For diarrhea, there are many over-the-counter medications including Imodium® as well as prescription medication such as Lomotil®, Nulev® and Lotronex®.
- Pelvic Muscle Exercises (Kegels) – You may have thought they’re only useful for bladder issues, but they’re actually very effective for gaining strength in the muscles used for bowel function, too.
- Biofeedback – By learning to pay close attention to your body, you can identify and train the muscles associated with bowel function. There are a number of devices and methods available to help you do so.
- Neuromodulation – This a frequently performed outpatient procedure implants a small device to gently stimulate the nerves that are involved with the brain-bowel connection.
- SECCA® – A physician delivers precisely controlled radiofrequency energy to the anal canal to thicken the tissue, a process which can improve the function of the sphincter muscle.
- Fenix® – A small, flexible band of titanium beads with magnetic cores is used to create a barrier to involuntary bowel leakage. The magnetic bond is temporarily broken to allow the voluntary passage of stool and then restored immediately after.
- Sphincteroplasty – This is a form of surgery to correct defects in the anal sphincter.
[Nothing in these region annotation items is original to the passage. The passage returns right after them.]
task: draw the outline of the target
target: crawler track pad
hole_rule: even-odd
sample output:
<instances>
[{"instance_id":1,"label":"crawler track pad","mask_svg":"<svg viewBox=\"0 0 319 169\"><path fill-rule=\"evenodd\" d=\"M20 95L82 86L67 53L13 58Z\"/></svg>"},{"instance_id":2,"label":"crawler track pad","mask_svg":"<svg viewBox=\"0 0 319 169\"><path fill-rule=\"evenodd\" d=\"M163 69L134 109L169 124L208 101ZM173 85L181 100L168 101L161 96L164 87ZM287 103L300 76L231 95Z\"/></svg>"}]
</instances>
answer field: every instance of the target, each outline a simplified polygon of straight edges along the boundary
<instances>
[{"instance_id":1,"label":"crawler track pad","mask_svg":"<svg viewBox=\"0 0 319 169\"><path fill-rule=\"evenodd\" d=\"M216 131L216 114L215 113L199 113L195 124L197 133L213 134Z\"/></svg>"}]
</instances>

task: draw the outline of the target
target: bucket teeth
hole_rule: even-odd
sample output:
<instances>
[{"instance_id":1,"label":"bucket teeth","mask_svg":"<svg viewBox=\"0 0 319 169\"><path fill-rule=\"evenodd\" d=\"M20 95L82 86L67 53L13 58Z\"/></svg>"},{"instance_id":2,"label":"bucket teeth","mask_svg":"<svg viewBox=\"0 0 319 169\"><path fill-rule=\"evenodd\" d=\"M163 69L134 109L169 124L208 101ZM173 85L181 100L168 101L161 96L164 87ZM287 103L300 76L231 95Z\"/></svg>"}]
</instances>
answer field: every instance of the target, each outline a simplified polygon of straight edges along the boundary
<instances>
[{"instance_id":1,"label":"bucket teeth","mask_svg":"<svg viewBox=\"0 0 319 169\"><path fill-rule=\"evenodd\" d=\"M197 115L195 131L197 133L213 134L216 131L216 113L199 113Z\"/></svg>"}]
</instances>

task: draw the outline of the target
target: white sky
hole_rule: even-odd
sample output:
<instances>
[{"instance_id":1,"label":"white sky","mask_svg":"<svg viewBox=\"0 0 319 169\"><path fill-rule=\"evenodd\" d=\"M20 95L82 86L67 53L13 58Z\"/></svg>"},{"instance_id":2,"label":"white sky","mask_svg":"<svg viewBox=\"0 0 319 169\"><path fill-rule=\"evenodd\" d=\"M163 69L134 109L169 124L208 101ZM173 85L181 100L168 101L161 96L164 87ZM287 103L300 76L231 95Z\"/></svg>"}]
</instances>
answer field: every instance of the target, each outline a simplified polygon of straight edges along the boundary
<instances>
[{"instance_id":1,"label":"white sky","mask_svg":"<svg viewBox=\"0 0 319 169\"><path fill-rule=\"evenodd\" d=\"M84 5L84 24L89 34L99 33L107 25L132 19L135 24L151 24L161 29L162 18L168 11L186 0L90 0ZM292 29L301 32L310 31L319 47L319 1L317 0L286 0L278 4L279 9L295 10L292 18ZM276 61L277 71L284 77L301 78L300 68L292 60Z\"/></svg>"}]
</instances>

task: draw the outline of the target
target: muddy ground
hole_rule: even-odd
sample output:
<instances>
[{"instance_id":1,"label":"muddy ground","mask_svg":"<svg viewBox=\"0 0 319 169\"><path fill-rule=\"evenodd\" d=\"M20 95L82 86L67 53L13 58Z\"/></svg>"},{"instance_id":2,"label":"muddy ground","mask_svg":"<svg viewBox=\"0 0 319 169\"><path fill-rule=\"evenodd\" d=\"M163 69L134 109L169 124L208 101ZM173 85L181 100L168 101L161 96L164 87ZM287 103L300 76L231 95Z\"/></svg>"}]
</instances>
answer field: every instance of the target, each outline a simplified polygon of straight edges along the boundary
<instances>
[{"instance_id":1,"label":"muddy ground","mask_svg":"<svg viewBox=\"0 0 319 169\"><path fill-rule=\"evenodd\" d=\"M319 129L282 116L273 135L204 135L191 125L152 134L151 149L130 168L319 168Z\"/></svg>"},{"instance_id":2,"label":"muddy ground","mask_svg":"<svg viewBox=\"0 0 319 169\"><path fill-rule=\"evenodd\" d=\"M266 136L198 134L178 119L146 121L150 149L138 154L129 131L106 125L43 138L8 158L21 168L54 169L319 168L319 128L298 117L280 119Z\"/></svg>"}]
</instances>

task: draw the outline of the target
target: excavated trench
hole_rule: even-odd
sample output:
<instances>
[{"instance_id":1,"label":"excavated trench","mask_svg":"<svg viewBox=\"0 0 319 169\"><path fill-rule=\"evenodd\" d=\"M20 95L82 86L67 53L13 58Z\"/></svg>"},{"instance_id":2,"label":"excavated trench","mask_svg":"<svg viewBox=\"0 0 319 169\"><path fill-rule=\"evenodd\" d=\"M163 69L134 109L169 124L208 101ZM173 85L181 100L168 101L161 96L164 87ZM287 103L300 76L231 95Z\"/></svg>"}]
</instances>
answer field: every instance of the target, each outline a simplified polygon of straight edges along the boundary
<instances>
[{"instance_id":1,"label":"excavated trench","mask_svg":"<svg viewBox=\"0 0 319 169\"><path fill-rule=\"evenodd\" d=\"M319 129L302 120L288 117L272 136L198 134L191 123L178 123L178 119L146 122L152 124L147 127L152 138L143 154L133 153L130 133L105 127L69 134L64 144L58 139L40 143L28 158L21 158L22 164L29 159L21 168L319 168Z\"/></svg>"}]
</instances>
- Artificial Anal Sphincter – Patients receive a small implant that imitates the natural function of the anal sphincter muscle. It’s manually controlled by the patient with a bulb pump placed discretely in the body.
- Colostomy – This process involves the surgical creation of an opening in the abdominal wall through which the colon passes and where a disposable bag is fitted to collect stool.